Still chuckling, he reached down and lifted a black bag onto
the bed. He searched through it for a moment, then drew out a roll of medical
tape. Lily’s stomach clenched. He tore off a short strip and reached for her.
She struggled against the ropes. He looked taken aback.
“I’m taking out your IV, not taping that cute little mouth
shut.” Lily breathed a sigh of relief. With practiced ease, he removed her IV,
pressed gauze over the puncture site and taped it down. Then he went to work on
the rope around her waist. With the needle out and her release imminent, Lily
realized just how badly she needed to use the bathroom.
“I… Um…” she began, then finished in a rush, “could you
hurry?”
He looked up from his task. “Got somewhere to be?”
“Yeah, kind of,” she said, nodding toward the bathroom.
“Oh.” He reached in his back pocket, drew out a pocketknife
and cut the thin, shiny bonds. Lily thought she’d never seen a more satisfying
sight than that whisper-light stuff floating away from her skin in pieces. She
sat up on the bed and pushed herself up, trying to stand, but her stiff muscles
wouldn’t obey. Cursing under her breath, she tried again.

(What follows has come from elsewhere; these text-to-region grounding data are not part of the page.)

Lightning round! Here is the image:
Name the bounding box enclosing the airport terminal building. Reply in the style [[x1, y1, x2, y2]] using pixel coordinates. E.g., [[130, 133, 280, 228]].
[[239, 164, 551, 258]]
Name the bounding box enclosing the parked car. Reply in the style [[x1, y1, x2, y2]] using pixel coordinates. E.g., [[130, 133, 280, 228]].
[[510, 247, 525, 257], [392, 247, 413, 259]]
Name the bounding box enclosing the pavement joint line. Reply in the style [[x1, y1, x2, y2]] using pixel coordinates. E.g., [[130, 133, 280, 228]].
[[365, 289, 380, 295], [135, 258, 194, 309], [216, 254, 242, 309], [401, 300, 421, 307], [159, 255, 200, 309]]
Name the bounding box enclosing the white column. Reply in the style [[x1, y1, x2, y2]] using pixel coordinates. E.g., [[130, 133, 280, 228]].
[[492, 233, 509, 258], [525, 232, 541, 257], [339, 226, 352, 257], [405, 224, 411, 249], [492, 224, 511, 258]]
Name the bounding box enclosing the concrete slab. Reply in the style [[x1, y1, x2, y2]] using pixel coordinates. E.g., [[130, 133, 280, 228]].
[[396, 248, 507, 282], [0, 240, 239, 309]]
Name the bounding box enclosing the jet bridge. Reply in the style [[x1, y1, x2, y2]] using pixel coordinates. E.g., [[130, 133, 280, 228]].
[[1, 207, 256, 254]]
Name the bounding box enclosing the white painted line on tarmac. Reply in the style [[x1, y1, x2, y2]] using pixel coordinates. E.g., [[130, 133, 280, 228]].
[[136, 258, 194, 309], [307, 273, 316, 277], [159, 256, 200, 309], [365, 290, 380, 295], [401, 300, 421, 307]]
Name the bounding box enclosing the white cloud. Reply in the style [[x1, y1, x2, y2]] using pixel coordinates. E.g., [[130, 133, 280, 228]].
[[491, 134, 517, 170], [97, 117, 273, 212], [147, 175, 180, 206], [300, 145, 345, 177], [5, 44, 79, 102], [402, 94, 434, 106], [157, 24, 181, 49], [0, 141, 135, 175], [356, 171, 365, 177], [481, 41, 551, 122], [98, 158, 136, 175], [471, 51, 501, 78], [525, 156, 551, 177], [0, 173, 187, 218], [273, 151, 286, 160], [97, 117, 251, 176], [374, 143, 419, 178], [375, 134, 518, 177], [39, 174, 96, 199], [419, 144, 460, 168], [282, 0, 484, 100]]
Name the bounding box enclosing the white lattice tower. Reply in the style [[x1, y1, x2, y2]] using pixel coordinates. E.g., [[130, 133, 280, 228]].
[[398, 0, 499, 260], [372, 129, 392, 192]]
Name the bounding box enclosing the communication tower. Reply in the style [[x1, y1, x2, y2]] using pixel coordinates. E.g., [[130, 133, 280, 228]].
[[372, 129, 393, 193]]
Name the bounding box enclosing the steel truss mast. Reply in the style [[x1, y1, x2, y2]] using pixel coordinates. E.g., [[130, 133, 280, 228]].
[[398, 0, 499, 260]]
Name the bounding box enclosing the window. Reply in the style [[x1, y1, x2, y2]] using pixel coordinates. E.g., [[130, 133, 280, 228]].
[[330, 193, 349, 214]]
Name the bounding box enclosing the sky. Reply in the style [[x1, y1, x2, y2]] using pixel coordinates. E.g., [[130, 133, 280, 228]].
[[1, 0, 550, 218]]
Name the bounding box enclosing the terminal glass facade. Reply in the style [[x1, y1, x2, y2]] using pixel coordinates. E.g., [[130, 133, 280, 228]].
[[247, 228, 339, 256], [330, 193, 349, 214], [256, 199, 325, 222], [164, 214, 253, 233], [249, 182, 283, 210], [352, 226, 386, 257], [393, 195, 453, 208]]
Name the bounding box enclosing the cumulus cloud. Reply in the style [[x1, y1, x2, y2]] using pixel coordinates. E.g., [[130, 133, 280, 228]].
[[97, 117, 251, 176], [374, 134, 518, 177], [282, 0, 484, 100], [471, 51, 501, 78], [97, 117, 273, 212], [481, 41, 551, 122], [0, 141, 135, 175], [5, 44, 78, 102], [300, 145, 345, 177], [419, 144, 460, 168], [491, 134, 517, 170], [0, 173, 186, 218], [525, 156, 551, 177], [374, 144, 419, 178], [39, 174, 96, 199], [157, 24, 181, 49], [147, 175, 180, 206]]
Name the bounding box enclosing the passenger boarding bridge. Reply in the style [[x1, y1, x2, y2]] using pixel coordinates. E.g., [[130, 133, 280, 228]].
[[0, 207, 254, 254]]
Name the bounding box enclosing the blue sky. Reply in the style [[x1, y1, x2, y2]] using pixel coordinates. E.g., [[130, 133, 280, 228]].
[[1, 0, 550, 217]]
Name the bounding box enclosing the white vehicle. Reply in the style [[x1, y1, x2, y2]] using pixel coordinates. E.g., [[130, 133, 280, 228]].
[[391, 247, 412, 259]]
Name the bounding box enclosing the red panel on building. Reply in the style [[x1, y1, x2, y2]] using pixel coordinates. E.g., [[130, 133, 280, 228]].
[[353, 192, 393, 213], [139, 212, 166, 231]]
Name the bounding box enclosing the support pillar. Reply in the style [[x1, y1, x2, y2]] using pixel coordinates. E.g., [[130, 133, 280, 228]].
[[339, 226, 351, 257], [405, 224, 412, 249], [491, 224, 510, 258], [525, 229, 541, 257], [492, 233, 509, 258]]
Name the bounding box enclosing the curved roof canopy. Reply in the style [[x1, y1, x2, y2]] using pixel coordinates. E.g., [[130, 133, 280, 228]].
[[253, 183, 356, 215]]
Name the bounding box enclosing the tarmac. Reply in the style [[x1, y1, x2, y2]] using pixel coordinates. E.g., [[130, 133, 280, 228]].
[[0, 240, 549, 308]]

“Let me,” Darek murmured, lifting her easily into his arms.
He carried her to the bathroom and set her on her feet, steadying her. “You can
manage from here, I hope?”
“Yeah,” Lily whispered. She didn’t want to think about how
good his body felt against hers. She hobbled into the bathroom.
He put his hand on the door as she was closing it. “You
hungry?”
She paused. Wow. She was starving. “Yes.”
“What do you like?”
“Steak. Rare.”
He chuckled. “A woman after my own heart.” Darek stepped
back from the door, shaking his head and grinning from ear to ear. He’d been
prepared—hoped, even—to despise her. He’d steeled himself against an onslaught
of seductive charms that had never come.
Instead, she was cute. Resilient. Funny. She had a sharp
tongue on her. And fuck, she’d felt so
perfect
in his arms.
He found the room service menu and sat down on the bed.
Burgers, fries, pizza… No steak. Not that it mattered—the kitchen was closed.
She was going to be disappointed. The dragon perked up and toyed briefly with
the idea of going hunting for her. He wondered whether she would understand the
visceral thrill of catching live prey on the wing or if it would horrify her.
Suddenly aware of the direction of his thoughts, he snapped
the menu shut. Damn, Bane’s crazy was catching. He snatched up the remote and
turned on the TV.
And then he heard water running in the bathroom.
Oh man.
Of
course
she was in the damn shower. Like an idiot, he’d suggested it.
He put down the remote and stared at the dark television set. She hadn’t tried
to seduce him—hadn’t so much as batted her eyelashes—but he wanted her all the
same. Craved every inch of her, from her dear little nose to her pink toenails.